The life cycle of fleas
Adult fleas spend most of their time on their host animal and also lay their eggs there. The eggs fall to the ground, the larvae hatch and crawl into dark regions (under furniture, deep in the carpet) where they pupate. Under suitable conditions, the adult fleas hatch from these pupae. A propagation cycle lasts 4 – 5 weeks. An adult flea can live on a host animal for 100 days and lay an average of 25 eggs each day.
If you see a flea on your animal, there are already at least 100 eggs around the animal.

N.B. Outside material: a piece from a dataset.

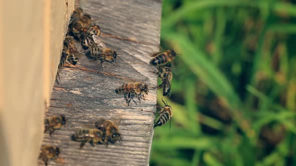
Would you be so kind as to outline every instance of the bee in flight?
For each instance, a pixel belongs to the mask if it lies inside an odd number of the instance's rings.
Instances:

If there is only a suspicion of flea infestation, the animal is combed with a fine-toothed comb and the hair from the comb is placed on a moistened sheet of white paper. If small black crumbs can be seen here, which turn reddish on the paper, it is flea excrement. Fleas themselves are usually only seen in severe infestations. Another indication is the detection of cucumber seed tapeworm eggs in the faeces, as this requires fleas as an intermediate host.
Sometimes neither fleas nor flea excrement can be found because the animals clean themselves particularly thoroughly due to the itching.
The best therapy is consistent flea control. This can be achieved through regular use of long-acting insecticides. We will advise you which preparation is best suited for your animal. The animals must not be bathed for up to two days after application so that the preparations can take effect. This flea control should be repeated consistently throughout the year.
If an infestation is detected, the area around the animal should also be treated, especially the berth and preferred locations, since fleas are not permanently present on the animal and the effectiveness of the active ingredients applied to the animal is limited to this part of the flea population. Environmental treatment is through regular vacuuming and washing of blankets and carpets, aided by chemical flea control with environmental sprays. It often makes sense to repeat the treatment after 2-4 weeks to reach all stages of the fleas.